According to the above results, discharge volume and rotary flow height were taken as the evaluation indices for range analysis. Table 7 shows the optimal structure parameters for different evaluation indices under different gas volumes. To balance discharge volume with rotary flow height, the optimal structural parameters of the RFJT are as follows: number of side holes of throat pipe = 3, throat pipe length = 247mm, nozzle diameter = 25mm, throat-nozzle distance = 38mm, pitch diameter = 45mm, helix angle = 50°-60°, and wing width = 4-6mm.
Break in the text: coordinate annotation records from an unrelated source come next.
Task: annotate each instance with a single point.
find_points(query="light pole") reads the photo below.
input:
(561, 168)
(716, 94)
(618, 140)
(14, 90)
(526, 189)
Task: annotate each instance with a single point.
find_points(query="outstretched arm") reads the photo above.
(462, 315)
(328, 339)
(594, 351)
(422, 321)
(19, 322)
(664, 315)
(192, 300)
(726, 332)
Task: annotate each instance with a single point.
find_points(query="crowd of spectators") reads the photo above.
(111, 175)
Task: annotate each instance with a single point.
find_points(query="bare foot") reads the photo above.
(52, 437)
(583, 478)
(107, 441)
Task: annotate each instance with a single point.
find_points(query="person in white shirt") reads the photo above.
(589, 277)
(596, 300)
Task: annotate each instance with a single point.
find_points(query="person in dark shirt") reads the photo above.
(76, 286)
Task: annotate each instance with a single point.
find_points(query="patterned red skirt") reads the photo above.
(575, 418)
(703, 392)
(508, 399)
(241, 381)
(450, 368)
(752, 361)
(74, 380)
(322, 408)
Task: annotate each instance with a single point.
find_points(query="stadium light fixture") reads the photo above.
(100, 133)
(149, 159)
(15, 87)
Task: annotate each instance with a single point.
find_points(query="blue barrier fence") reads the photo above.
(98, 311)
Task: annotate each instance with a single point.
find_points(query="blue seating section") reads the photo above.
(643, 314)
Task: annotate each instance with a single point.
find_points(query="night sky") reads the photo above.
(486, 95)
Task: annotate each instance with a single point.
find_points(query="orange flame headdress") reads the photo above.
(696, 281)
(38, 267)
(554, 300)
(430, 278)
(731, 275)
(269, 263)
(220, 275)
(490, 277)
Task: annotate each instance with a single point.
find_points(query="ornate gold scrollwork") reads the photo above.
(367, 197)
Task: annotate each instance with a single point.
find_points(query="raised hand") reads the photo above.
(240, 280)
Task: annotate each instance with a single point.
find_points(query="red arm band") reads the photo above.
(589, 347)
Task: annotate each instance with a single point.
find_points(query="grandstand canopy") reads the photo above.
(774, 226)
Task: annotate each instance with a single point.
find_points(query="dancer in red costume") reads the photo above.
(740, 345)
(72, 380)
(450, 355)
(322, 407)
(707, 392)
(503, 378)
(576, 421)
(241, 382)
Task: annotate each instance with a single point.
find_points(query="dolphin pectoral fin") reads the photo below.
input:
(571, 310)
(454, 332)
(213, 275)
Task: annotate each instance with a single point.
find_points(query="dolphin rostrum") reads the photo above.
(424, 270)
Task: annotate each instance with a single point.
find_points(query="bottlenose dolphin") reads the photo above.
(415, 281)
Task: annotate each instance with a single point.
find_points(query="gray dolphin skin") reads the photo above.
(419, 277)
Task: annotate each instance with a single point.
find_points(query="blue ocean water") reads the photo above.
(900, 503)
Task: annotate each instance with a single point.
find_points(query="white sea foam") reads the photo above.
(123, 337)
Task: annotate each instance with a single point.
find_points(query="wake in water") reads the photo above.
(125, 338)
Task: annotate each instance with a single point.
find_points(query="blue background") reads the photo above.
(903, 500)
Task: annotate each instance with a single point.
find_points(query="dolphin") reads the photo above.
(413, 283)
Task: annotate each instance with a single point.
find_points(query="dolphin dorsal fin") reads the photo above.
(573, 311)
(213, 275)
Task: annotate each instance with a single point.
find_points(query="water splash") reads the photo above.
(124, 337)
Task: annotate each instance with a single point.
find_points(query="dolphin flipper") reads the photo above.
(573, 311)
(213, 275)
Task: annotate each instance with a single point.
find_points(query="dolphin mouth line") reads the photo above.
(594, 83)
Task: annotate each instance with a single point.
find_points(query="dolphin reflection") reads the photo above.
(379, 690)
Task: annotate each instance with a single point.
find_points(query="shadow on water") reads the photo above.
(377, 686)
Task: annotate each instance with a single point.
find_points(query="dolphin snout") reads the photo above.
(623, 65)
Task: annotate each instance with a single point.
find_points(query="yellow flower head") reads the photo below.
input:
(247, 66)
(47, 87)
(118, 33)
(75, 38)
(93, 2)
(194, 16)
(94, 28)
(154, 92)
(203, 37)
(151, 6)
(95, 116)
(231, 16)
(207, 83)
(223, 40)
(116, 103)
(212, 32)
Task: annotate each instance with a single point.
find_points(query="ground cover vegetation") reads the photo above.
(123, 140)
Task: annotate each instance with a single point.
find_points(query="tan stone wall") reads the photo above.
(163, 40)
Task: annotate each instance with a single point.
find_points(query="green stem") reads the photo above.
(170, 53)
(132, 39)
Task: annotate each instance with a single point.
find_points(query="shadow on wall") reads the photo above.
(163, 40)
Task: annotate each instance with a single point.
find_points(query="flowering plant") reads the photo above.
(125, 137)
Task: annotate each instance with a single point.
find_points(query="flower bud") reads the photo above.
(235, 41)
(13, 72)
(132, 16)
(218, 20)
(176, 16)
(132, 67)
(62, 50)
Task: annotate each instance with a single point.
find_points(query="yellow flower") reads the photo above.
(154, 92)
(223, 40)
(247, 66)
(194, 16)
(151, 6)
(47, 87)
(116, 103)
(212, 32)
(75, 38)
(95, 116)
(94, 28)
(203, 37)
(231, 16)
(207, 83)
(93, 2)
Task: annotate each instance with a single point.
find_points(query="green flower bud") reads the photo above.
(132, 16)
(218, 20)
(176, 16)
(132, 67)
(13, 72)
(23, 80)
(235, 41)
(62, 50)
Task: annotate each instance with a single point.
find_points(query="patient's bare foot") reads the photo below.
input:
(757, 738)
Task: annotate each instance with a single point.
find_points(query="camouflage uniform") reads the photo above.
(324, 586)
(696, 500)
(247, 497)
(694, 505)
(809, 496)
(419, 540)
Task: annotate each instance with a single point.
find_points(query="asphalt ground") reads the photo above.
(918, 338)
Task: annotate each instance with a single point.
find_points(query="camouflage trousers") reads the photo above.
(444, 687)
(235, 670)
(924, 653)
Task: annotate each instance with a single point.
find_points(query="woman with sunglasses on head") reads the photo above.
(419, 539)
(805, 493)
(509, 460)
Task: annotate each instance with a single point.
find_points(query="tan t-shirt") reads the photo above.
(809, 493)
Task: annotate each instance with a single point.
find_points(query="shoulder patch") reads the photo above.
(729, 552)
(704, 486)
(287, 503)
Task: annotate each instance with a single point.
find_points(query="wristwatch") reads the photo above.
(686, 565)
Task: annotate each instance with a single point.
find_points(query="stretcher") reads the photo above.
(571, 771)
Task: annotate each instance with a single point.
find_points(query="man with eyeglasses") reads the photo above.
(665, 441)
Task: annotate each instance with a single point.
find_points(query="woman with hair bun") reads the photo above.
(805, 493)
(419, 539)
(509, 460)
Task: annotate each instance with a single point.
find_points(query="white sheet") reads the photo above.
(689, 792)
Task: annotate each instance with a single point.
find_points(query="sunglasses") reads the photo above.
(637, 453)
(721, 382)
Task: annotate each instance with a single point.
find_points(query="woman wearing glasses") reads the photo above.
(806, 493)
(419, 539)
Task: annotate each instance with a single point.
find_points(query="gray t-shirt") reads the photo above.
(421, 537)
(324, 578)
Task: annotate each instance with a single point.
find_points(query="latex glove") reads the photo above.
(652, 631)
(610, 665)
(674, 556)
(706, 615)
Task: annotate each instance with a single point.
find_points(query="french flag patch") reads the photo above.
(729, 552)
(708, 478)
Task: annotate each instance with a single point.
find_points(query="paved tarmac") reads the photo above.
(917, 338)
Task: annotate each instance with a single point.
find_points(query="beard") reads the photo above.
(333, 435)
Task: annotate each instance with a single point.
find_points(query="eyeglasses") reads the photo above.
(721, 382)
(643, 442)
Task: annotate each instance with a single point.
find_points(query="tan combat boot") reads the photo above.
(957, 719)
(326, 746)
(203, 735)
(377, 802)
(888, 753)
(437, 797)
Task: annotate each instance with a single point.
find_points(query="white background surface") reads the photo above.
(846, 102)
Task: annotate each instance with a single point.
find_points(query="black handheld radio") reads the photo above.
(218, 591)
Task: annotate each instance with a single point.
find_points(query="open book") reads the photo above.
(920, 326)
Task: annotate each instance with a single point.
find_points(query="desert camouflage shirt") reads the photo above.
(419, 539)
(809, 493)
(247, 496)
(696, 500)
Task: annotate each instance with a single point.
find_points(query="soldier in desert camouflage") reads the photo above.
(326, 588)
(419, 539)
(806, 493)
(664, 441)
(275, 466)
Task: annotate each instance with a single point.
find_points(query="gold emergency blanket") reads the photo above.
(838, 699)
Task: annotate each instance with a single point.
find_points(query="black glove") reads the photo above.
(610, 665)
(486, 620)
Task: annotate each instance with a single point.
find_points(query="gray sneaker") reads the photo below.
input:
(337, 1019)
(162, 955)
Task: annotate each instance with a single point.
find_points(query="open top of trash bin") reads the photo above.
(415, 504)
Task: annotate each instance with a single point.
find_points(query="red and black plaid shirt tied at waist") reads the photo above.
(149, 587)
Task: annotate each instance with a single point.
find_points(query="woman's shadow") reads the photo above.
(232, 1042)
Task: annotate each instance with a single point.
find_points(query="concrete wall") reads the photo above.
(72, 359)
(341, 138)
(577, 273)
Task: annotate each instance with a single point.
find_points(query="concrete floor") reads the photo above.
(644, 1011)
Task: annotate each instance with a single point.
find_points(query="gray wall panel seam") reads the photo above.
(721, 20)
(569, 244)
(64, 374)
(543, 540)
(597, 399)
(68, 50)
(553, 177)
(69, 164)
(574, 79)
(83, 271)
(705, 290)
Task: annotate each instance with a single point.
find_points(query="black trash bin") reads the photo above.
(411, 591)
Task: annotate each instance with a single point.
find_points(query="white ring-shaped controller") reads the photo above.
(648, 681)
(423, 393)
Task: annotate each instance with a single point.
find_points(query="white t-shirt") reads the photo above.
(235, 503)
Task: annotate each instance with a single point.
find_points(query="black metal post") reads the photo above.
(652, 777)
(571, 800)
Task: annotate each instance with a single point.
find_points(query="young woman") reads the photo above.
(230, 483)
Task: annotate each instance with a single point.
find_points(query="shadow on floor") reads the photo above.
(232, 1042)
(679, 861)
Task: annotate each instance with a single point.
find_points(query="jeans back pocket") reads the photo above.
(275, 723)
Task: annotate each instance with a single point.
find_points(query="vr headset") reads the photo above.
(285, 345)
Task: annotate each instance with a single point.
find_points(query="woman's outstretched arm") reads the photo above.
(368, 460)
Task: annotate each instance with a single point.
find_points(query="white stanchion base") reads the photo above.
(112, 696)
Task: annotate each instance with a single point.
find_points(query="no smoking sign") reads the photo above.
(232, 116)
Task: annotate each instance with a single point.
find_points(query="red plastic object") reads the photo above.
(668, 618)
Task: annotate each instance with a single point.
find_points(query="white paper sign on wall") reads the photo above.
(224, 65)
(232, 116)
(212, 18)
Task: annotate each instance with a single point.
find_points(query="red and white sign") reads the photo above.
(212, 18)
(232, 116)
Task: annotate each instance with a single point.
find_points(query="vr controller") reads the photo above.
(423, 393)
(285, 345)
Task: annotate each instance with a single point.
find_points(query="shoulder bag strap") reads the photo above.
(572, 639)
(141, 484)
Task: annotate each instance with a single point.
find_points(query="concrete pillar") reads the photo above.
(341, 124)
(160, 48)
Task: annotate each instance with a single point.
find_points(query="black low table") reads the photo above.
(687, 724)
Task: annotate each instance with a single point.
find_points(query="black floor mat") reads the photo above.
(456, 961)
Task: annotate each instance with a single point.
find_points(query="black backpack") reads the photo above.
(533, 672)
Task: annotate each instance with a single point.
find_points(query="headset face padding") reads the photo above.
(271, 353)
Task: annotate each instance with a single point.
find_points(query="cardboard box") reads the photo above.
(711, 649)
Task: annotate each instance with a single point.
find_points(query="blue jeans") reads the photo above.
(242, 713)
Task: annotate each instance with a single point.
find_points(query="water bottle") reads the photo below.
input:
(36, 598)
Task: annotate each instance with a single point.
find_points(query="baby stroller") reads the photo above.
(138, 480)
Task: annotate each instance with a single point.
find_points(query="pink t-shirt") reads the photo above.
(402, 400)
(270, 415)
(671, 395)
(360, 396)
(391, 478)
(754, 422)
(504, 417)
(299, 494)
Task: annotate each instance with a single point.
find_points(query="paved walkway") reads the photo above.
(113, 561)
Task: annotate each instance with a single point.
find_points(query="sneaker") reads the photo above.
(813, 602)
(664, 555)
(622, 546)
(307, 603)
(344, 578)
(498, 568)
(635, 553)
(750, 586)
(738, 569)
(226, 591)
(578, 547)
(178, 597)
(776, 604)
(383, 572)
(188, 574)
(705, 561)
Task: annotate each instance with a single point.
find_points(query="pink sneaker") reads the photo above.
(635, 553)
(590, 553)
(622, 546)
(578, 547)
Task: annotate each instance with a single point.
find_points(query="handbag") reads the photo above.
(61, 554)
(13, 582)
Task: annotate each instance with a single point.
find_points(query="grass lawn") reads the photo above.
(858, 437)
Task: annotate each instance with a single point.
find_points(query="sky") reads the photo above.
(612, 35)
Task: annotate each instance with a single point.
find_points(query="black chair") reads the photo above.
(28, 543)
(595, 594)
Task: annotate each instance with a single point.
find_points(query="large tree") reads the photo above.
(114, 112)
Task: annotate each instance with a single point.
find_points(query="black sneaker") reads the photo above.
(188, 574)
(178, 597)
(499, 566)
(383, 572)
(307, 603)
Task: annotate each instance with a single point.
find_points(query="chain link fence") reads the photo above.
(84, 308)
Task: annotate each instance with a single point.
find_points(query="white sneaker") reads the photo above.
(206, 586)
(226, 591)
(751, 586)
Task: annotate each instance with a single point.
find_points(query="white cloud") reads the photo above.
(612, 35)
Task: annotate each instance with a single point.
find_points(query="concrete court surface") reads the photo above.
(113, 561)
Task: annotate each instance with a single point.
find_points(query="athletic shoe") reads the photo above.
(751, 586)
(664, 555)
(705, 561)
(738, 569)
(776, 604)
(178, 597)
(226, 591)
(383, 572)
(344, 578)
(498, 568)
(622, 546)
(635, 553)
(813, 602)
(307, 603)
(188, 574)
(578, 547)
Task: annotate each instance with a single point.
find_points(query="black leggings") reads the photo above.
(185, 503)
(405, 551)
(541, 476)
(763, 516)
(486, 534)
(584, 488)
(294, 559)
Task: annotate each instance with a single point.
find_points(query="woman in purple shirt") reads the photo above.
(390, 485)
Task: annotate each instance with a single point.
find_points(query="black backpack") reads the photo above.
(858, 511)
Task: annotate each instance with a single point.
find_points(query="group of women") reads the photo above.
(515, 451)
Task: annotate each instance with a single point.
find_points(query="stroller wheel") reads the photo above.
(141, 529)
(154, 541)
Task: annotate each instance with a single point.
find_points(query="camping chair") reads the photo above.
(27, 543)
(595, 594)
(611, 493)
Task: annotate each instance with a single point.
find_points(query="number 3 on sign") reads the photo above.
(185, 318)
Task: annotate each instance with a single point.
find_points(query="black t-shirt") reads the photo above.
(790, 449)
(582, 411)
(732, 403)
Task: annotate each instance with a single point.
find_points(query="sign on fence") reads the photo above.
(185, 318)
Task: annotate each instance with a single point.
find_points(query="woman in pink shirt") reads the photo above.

Next, the RFJT structure was optimized with the number of side holes of throat pipe = 3, throat pipe length = 247mm, nozzle diameter = 25mm, throat-nozzle distance = 38mm, pitch diameter = 45mm, helix angle = 60°, and wing width = 4mm. Following the same test procedure, another test was carried out on the optimized RFJT. Under the gas volume of 60, 70, and 80 m3/h, the optimized RFJT achieved a discharge volume of 1.69kg, 1.79kg, and 3.46kg, respectively, which is better than that achieved by any tool in the orthogonal design. In addition, the optimized RFJT produced a good rotary flow pattern (Figure 5). After leaving the tool, the liquid spiraled up along the wall, while the gas moved at a high speed at the center of the column in the form of an air column; with the growth of gas flow, the distance of the spiral up-flow along the wall increased; after the rotary flow used up its energy, a turbulence appeared in the column (Figure 6).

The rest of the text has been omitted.